Every damn morning there’s a surge at MSN for no apparent reason. Sometime between 5:30am-7:00am it will surge even though there will be no flight delays or cancellations and the first flight arrival isn’t until around 9am. There was a red eye that would arrive between 6am-7am for a while in the summer but that hasn’t been the case for a couple months now. I realize it’s a fake surge but I don’t see how this one benefits Uber.


----------



## Invisible (Jun 15, 2018)

It gets drivers to leave their houses, instead of waiting at home for a ping. 

I’ve had the fake surge in Kilwaukee, not by the airport, though. I don’t pay attention to surge anymore. To me it’s a mirage.


----------



## Sconnie (Apr 3, 2018)

I’ll pop in the que after I dropped off at MSN to take a smoke break and see if I get an outside ping and thus keep the sticky surge. If I don’t get pinged by the time I’m done smoking I’ll go to one of my usual north side staging areas.


----------



## Invisible (Jun 15, 2018)

It sounds like it’s working for you. Bi never sat at the NKE airport, but I was sent to pickup pax when I wasn’t in the Q.
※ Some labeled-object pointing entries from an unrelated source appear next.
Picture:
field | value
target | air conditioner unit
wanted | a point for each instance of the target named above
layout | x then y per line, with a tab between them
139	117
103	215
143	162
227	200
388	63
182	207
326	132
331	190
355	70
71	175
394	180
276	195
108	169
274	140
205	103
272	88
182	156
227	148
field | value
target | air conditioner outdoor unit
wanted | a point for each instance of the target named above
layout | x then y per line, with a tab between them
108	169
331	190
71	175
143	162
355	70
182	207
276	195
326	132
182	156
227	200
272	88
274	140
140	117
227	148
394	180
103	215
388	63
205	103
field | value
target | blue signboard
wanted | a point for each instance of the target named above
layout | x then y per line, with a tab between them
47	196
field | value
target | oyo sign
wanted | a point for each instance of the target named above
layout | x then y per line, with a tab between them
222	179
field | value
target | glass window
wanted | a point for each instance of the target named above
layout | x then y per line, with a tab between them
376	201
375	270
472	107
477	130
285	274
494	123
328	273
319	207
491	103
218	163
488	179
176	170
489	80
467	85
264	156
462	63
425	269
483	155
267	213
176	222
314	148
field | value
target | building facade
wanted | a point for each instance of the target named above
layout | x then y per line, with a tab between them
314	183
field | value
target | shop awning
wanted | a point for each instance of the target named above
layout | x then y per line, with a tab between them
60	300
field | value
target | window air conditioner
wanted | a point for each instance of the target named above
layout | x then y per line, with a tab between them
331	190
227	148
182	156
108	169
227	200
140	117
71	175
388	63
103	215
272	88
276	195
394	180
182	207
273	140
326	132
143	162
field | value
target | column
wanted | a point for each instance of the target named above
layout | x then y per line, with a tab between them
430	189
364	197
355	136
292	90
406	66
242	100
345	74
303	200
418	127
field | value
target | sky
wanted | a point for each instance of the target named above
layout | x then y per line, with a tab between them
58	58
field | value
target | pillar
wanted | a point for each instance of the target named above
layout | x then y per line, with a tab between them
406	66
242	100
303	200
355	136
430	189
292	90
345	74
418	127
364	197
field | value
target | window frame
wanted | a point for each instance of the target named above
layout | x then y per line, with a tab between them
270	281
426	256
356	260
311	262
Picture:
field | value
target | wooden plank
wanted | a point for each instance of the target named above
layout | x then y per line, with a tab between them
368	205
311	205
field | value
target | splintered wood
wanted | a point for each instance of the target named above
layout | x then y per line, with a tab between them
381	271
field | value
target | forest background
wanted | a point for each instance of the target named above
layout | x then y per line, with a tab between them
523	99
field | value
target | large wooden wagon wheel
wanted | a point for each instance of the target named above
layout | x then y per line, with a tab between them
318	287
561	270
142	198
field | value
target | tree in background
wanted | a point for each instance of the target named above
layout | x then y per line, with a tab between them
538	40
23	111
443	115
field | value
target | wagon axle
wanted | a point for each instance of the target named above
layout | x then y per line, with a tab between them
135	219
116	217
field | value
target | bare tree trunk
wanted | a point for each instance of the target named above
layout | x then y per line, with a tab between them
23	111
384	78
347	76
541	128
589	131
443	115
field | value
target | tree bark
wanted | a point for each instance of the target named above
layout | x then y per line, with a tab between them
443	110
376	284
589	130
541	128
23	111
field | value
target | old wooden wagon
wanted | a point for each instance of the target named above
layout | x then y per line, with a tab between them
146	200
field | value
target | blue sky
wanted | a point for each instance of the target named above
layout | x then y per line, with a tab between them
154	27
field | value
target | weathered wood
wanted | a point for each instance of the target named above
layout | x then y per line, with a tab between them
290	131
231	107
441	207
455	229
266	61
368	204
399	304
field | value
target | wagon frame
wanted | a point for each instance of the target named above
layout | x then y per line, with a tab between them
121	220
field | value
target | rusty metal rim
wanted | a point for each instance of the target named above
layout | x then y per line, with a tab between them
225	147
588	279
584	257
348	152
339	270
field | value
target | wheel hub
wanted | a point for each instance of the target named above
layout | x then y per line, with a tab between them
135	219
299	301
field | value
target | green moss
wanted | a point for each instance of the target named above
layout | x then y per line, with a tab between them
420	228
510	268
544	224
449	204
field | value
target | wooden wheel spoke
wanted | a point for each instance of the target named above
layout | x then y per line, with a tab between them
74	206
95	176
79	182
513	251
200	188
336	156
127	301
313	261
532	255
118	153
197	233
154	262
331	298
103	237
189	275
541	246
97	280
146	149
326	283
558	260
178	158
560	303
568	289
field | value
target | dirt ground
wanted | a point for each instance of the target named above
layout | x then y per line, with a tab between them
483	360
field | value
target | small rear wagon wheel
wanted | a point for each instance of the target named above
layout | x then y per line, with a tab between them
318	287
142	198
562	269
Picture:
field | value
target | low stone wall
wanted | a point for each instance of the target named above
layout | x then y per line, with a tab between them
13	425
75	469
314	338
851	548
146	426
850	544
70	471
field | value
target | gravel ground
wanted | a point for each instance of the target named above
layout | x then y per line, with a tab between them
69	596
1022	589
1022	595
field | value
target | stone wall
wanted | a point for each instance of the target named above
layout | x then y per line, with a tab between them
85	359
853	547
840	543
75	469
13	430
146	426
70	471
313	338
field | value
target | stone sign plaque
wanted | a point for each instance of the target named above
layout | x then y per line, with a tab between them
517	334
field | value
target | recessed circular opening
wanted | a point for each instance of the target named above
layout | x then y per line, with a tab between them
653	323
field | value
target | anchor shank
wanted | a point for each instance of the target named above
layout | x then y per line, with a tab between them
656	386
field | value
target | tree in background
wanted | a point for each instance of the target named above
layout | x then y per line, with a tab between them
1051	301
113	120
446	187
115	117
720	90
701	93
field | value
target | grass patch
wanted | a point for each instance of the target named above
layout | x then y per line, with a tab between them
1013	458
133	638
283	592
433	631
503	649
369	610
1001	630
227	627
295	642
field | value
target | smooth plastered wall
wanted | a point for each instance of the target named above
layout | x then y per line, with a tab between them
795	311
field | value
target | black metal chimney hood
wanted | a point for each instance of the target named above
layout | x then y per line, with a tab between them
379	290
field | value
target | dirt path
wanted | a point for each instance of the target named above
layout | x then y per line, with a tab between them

I did wait at GRB airport, but that is too small of an airport.


----------



## Sconnie (Apr 3, 2018)

There’s really no reason to go in the MSN que in the early morning unless you’re just trying to take a quick break. When I do pop in during the early morning there’s usually a couple ants sitting there and they’ll still be sitting there when I leave.


----------